Policies and Procedures developed as a result of the Threat Assessment Team's recommendations:
TRAINING AND EDUCATION
Training for all employees, including managers and supervisors, was
given on [Date]. This training will be repeated every two years.
Training included:
- a review and definition of workplace violence;
- a full explanation and full description of our program (all
employees were given a copy of this program at orientation);
- instructions on how to report all incidents including threats and
verbal abuse;
- methods of recognizing and responding to workplace security
hazards;
- training on how to identify potential workplace security hazards (such as no lights in parking lot while leaving late at night, unknown person loitering outside the building, etc.)
- review of measures that have been instituted in this organization to prevent workplace violence including:
- use of security equipment and procedures;
- how to attempt to diffuse hostile or threatening situations;
- how to summon assistance in case of an emergency or hostage
situation;
- post-incident procedures, including medical follow-up and
the availability of counseling and referral.
Additional specialized training was given to:
- Name, Department, Job Title
- Name, Department, Job Title
- Name, Department, Job Title
This training was conducted by _______________________________ on
[Date] and will be repeated every two years.
Trainers will be qualified and knowledgeable. Our trainers are
professionals [list type of certification]. At the end of each
training session, employees will be asked to evaluate the session and make
suggestions on how to improve the training.
All training records will be filed with _____________________.
Workplace Violence Prevention training will be given to new employees
as part of their orientation.
A general review of this program will be conducted every two years.

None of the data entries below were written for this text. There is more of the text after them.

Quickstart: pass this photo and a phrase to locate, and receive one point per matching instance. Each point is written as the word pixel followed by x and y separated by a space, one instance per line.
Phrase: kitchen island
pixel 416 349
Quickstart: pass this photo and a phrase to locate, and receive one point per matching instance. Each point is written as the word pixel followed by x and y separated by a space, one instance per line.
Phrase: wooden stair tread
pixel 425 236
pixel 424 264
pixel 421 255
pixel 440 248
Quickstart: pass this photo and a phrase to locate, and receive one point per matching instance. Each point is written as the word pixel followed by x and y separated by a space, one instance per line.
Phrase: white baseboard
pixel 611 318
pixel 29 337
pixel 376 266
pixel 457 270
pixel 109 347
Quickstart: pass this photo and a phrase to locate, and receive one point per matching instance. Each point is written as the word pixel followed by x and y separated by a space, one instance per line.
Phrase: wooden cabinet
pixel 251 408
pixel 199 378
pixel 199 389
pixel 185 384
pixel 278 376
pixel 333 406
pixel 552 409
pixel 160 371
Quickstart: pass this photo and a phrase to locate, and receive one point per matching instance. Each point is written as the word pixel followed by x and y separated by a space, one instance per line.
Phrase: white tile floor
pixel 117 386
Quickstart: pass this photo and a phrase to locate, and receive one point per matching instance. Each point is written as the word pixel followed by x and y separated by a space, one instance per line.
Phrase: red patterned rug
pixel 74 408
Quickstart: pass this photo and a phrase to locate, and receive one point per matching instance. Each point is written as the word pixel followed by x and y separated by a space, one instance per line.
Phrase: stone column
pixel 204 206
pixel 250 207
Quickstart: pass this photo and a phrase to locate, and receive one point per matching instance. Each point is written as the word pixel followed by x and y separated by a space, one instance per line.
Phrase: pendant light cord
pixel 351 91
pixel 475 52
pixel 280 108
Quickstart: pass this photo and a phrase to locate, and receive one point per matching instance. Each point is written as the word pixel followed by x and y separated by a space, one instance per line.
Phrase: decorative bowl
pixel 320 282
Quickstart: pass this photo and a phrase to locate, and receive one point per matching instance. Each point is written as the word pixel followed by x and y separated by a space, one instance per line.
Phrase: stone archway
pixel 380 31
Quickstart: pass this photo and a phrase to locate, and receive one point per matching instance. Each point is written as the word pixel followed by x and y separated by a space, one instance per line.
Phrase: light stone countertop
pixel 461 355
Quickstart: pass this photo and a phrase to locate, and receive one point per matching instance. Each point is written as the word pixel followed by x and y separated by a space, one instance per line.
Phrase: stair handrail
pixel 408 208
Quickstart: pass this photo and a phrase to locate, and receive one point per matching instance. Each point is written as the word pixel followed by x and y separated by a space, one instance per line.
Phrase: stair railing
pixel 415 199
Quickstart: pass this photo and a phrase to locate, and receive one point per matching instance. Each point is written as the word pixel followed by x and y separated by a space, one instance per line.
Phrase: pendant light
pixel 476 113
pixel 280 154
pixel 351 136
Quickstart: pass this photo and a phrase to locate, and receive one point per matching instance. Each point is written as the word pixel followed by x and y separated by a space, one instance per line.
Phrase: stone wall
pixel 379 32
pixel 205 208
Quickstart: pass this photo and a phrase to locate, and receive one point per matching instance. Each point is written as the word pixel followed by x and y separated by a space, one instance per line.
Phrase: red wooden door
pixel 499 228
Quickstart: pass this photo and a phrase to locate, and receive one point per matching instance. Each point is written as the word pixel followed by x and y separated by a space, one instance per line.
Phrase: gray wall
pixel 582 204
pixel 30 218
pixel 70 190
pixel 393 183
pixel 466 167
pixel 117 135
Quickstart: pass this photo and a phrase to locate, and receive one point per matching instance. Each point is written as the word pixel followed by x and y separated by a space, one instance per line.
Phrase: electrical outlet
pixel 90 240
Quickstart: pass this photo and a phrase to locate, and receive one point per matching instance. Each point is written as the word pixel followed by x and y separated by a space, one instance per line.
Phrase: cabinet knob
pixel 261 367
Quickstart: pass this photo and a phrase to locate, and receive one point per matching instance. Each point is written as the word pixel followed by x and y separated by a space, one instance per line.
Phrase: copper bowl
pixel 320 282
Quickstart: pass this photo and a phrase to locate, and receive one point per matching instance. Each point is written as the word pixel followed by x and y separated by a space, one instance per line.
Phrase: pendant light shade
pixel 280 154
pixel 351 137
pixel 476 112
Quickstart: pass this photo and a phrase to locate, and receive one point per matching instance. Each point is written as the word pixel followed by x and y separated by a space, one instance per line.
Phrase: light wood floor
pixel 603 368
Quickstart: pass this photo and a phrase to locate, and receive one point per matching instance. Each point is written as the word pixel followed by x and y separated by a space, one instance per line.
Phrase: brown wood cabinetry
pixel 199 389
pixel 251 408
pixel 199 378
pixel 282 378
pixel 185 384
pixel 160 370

Our training program will be updated to reflect changes in our Workplace
Prevention Program.
INCIDENT REPORTING AND INVESTIGATION
All incidents must be reported within [Time]. An "Incident
Report Form" will be completed for all incidents. One copy will be
forwarded to the Threat Assessment Team for their review and a copy will
be filed with [Job Title].
Each incident will be evaluated by the Threat Assessment Team. The
team will discuss the causes of the incident and will make recommendations
on how to revise the program to prevent similar incidents from occurring.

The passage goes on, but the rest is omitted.